Pada gambar 5.15 terlihat bahwa kemoterapi merupakan terapi yang sering diberikan selama periode 2006-2010 sebesar 35.8% diikuti pemberian kombinasi terapi (radio+kemoterapi) sebesar 23%, radioterapi sebesar 14% sedangkan penderita yang tidak mendapat terapi yang dikarenakan PAPS sebesar 1.2%.

Berdasarkan kepustakaan, lokasi anatomi dan kecendrungan dijumpai pada stadium lanjut menyebabkan tindakan reseksi bedah jarang dilakukan pada KNF (Brennan, 2006; Plant, 2009). KNF memiliki sensitivitas tinggi terhadap radiasi maupun kemoterapi dibandingkan kanker kepala dan leher lainnya (Wei, 2006; Lin, 2006; Guigay et al. 2006).
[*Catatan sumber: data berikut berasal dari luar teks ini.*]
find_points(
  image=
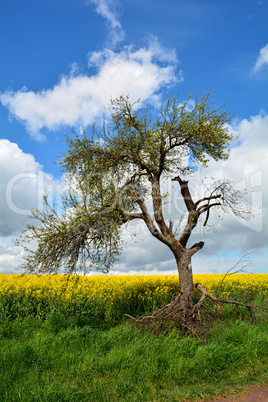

Pada pasien KNF stadium dini (stadium I dan II), terapi pilihan adalah radioterapi definitif. Pada KNF stadium lanjut (stadium III dan IV) pemberian kemoterapi dikombinasikan dengan radioterapi merupakan pilihan, walau masih kontroversial sebab masih didapati perbedaan-perbedaan dalam laporan studi di literatur (Licitra et al. 2003; Lin, 2006).